Cepeda M Soledad, Africano Juan M, Manrique Ana M, Fragoso Wilmer, Carr Daniel B
Department of Anesthesia, San Ignacio Hospital, Javeriana University School of Medicine, Bogota, Colombia
Pain. 2002 Mar;96(1-2):73-9. doi: 10.1016/s0304-3959(01)00425-0.
The continuous infusion of low doses of naloxone has been reported to decrease postoperative opioid requirements and opioid side effects. However, there is no study that evaluates the effectiveness of the combination of a low dose of naloxone and morphine using patient-controlled analgesia (PCA). This prospective, randomized double-blind controlled study sought to determine if the combination of a low dose of naloxone and morphine in a PCA solution decreases postoperative opioid requirements and pain intensity. One hundred sixty-six patients (18-65 years old) undergoing operations of less than 3 h duration with an American Society of Anesthesiologist physical status I or II were randomized to receive PCA morphine 1 mg/cc plus normal saline or PCA morphine 1 mg/cc plus naloxone 6 microg/cc. Initial PCA settings were 0.5 cc per demand with a lockout time of 10 min. The numbers of 2.5 cc supplemental rescue doses and the cumulative dose of each solution were recorded in the first 24 h after the surgical procedure. Pain intensity and opioid side effects were evaluated every 10 min in the post-anesthesia care unit and every 4 h afterwards. Patient satisfaction was assessed at the end of the 24 h of observation. The morphine+naloxone group had more treatment failures (P=0.0001), higher opioid requirements (P=0.0097), greater pain intensity (P=0.04), less pain relief (P=0.004), and less satisfaction (P=0.01) than the morphine group. The incidence of side effects was similar in both groups (P=0.3). Contrary to previous reports, adding low doses of naloxone to a morphine PCA solution increases opioid requirements and pain.

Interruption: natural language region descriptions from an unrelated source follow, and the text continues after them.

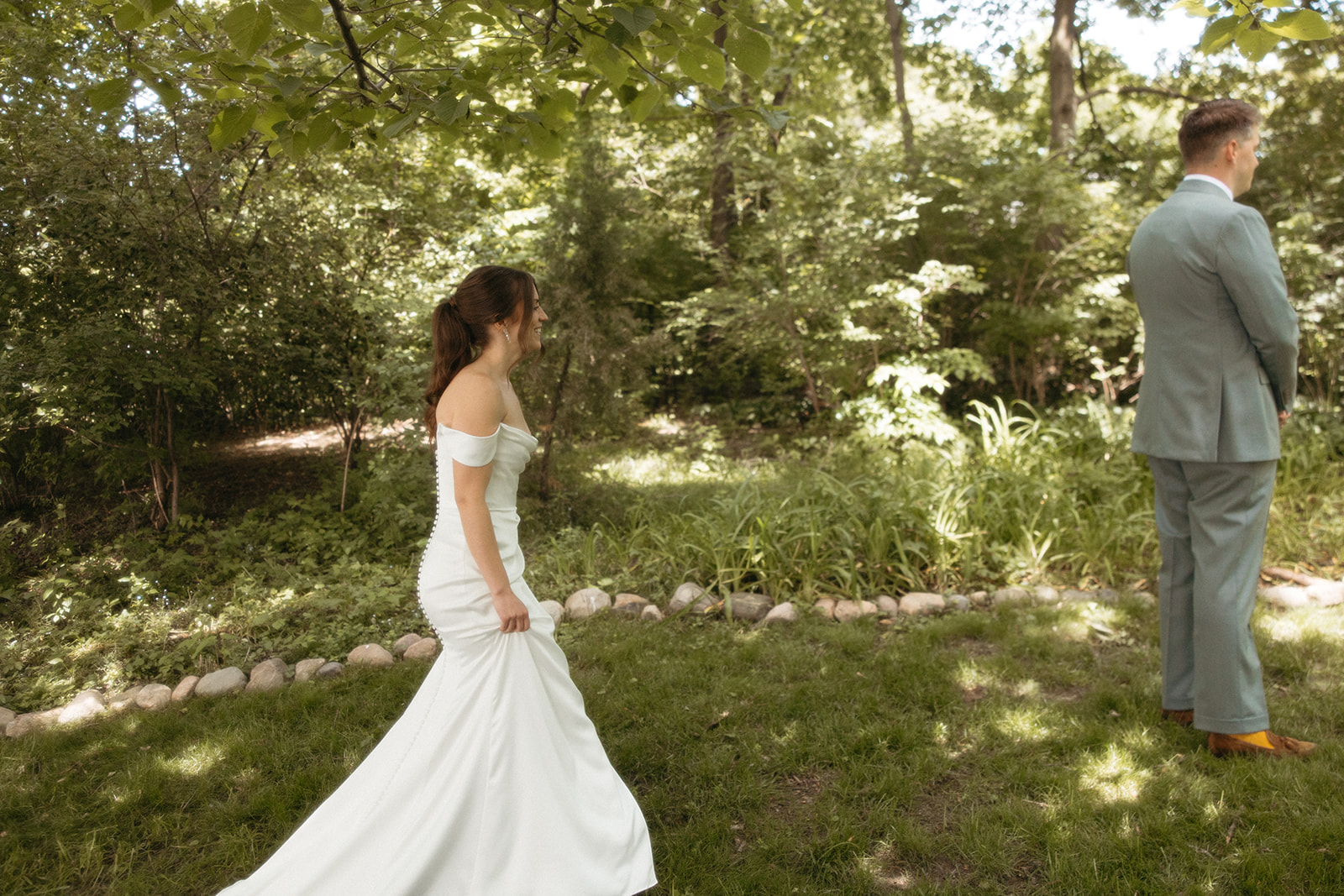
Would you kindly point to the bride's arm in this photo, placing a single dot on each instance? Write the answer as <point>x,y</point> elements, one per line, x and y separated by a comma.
<point>479,411</point>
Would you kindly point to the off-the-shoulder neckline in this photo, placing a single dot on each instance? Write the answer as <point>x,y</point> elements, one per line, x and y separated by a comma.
<point>501,426</point>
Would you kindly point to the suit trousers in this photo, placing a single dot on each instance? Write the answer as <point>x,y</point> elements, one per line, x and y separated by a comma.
<point>1211,521</point>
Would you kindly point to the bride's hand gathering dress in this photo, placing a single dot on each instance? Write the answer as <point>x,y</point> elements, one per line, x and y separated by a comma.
<point>494,781</point>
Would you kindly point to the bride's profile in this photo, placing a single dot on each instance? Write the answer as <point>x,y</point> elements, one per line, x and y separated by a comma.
<point>494,781</point>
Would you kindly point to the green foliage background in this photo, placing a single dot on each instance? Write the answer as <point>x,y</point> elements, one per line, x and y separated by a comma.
<point>219,219</point>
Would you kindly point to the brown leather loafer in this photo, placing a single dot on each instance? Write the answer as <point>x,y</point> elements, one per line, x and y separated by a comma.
<point>1183,718</point>
<point>1230,746</point>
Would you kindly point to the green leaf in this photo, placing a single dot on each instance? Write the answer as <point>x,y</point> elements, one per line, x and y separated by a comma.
<point>1256,43</point>
<point>230,125</point>
<point>611,62</point>
<point>558,107</point>
<point>1195,8</point>
<point>705,65</point>
<point>449,107</point>
<point>401,123</point>
<point>300,15</point>
<point>1304,24</point>
<point>109,94</point>
<point>168,93</point>
<point>542,141</point>
<point>1220,34</point>
<point>774,117</point>
<point>705,24</point>
<point>749,51</point>
<point>248,27</point>
<point>269,118</point>
<point>644,103</point>
<point>320,130</point>
<point>154,8</point>
<point>635,20</point>
<point>128,16</point>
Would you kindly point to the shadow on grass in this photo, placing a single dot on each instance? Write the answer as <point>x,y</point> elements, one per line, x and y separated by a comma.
<point>1014,752</point>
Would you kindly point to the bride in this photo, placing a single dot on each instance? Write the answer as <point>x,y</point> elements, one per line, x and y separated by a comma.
<point>494,781</point>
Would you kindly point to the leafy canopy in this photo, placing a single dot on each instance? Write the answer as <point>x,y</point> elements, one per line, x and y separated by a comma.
<point>311,76</point>
<point>1247,24</point>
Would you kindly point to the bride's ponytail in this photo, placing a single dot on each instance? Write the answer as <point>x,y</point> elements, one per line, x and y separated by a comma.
<point>459,324</point>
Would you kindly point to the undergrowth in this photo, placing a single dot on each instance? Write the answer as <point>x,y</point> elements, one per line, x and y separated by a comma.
<point>1023,499</point>
<point>1015,752</point>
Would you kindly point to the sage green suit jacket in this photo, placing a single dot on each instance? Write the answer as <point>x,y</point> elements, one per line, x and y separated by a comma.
<point>1220,335</point>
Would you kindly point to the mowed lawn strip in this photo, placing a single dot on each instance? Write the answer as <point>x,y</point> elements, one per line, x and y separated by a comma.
<point>1015,752</point>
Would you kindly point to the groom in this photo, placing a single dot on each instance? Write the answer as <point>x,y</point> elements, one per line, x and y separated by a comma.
<point>1220,380</point>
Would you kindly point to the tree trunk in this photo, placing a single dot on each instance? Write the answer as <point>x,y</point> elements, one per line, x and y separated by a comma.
<point>810,383</point>
<point>172,461</point>
<point>723,211</point>
<point>349,448</point>
<point>550,425</point>
<point>1063,97</point>
<point>897,27</point>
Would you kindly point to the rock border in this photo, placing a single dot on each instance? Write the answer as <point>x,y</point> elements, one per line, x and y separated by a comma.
<point>689,600</point>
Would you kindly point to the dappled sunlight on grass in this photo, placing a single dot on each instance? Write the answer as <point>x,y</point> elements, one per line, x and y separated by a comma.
<point>974,679</point>
<point>662,468</point>
<point>1115,777</point>
<point>197,759</point>
<point>1023,725</point>
<point>1297,625</point>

据报道,持续输注低剂量纳洛酮可减少术后阿片类药物的用量及阿片类药物的副作用。然而,尚无研究评估低剂量纳洛酮与吗啡联合用于患者自控镇痛(PCA)的有效性。这项前瞻性、随机双盲对照研究旨在确定PCA溶液中低剂量纳洛酮与吗啡联合使用是否能减少术后阿片类药物用量及疼痛强度。166例年龄在18至65岁之间、接受手术时间少于3小时且美国麻醉医师协会身体状况分级为I或II级的患者被随机分为两组,分别接受PCA吗啡1mg/cc加生理盐水或PCA吗啡1mg/cc加纳洛酮6μg/cc。初始PCA设置为按需给药0.5cc,锁定时间为10分钟。记录手术后前24小时内2.5cc补充急救剂量的次数及每种溶液的累积剂量。在麻醉后护理单元每10分钟评估一次疼痛强度和阿片类药物副作用,之后每4小时评估一次。在观察24小时结束时评估患者满意度。与吗啡组相比,吗啡+纳洛酮组治疗失败更多(P = 0.0001)、阿片类药物需求量更高(P = 0.0097)、疼痛强度更大(P = 0.04)、疼痛缓解更少(P = 0.004)且满意度更低(P = 0.01)。两组副作用发生率相似(P = 0.3)。与先前报道相反,在吗啡PCA溶液中添加低剂量纳洛酮会增加阿片类药物需求量和疼痛程度。